Mit dem Gedanken des Friedens griff der Kaiser nach dem Konzil von Lyon den mit diesem wahlverwandten anderen der Reform der Kirche auf. Schon lange war dieser in den Massen lebendig. An die Könige von Europa richtete der Staufer sein Reformmanifest: „Immer war es unseres Willens Absicht, die Kleriker jeglichen Ranges – und am meisten die höchsten – dahin zu führen, daß sie, wie sie in der Urkirche gewesen sind, als solche auch am Ende verharrten: das apostolische Leben führend, die meisterliche Demut nachahmend. Einen solchen Geistlichen pflegen die Engel zu schauen; er schimmert von Wunden, heilt Kranke, erweckt Tote, macht sich durch Heiligkeit, nicht durch Waffengewalt Könige und Fürsten dienstbar. Dagegen diese, der Welt ergeben, von Genuß trunken, setzen Gott hintan. Ihnen wird durch den Zustrom von Schätzen die Frommheit erstickt. Solchen also die schädlichen Schätze entziehen, mit denen sie sich fluchwürdig beladen: das ist das Werk der Liebe!“ Wenn nicht das sarkastische Lächeln dessen, der diese Worte schrieb, oder schreiben ließ, den Zauber bräche, so würden die Gestalten Joachims von Fiore und Franz’ von Assisi sich im Hintergrunde dieses Bildes der reformierten Kirche erheben. Namentlich in den Kreisen der Bettelmönche hat dieser Ruf nach Reform gezündet. In einer Flugschrift aus deren Kreise erscheint der Papst als der antichristliche Widersacher der Reform, der Kaiser aber als deren glorreicher Förderer.
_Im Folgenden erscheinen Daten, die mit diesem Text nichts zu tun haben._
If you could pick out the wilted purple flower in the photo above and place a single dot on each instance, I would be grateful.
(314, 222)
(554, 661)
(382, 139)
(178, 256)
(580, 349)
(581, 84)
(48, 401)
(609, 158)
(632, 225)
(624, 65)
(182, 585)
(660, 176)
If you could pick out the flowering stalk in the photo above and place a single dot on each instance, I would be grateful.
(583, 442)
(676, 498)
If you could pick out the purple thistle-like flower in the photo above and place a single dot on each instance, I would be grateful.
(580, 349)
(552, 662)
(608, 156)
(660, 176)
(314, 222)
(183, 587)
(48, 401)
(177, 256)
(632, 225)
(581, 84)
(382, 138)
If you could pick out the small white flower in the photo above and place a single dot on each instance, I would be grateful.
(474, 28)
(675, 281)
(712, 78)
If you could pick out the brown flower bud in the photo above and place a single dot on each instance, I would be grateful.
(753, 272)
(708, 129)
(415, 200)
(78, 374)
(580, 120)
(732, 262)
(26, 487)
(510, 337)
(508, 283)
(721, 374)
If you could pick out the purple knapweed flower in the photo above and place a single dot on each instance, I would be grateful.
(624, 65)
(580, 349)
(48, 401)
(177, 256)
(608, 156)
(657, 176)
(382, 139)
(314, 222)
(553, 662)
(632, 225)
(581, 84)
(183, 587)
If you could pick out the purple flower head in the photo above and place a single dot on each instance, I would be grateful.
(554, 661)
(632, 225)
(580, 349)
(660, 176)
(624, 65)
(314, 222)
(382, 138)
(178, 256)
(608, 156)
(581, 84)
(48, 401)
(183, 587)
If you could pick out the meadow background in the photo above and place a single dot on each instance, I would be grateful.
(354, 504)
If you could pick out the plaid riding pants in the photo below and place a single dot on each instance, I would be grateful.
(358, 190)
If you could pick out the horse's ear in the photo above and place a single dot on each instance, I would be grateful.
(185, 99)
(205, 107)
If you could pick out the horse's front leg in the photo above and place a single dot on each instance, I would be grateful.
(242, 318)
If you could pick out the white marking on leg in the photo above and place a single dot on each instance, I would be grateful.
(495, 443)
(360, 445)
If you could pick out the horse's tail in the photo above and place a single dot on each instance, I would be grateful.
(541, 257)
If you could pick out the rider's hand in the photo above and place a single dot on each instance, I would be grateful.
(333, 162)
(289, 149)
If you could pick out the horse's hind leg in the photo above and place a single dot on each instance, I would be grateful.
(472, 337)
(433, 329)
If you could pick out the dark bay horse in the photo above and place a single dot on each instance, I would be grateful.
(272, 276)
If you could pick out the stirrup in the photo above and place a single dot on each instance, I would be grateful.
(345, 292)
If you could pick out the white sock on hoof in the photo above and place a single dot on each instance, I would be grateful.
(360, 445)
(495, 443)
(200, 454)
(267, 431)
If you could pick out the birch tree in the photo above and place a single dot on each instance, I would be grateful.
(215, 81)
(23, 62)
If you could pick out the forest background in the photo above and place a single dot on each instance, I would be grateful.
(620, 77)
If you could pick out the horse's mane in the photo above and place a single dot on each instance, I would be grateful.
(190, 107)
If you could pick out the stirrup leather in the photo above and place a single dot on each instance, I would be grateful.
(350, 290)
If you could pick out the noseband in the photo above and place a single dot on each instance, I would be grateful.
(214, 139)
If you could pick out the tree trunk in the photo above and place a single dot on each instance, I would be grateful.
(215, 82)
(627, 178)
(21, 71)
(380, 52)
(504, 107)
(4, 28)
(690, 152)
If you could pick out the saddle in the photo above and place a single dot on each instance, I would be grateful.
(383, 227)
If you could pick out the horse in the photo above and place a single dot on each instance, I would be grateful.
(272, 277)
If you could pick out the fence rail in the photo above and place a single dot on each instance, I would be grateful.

Papst und Kaiser bekämpften sich in ihren Manifesten mit geistigen Waffen. Der Streit selber aber, der so viele Jahre in Italien tobte, drehte sich um den Bestand der durch die Vereinigung der Würde des römisch-deutschen Kaisers mit der Macht des sizilischen Königs gefährdeten, weltlichen Herrschaft des Papstes auf der Halbinsel. Die mit irdischen Mitteln kämpfenden Tatmenschen: Innocenz III., Gregor IX., Innocenz IV., lassen in ihrem ganzen, durchaus erdnahen Gebaren erkennen, daß sie die weltlichen Ziele der päpstlichen Macht endgültig verwirklichen wollen. Erklärt aber das Begehren nach diesem Siegespreis genügend den abgrundtiefen Haß gegen Friedrich, den diese Päpste nicht nur in ihren Manifesten, sondern auch in der manchmal skrupellosen Wahl ihrer Mittel und in der rücksichtslosen Anwendung dieser erkennen lassen? Hat die Hartnäckigkeit und die Wildheit dieses päpstlichen Machtwillens nicht vielleicht auch andere Gründe?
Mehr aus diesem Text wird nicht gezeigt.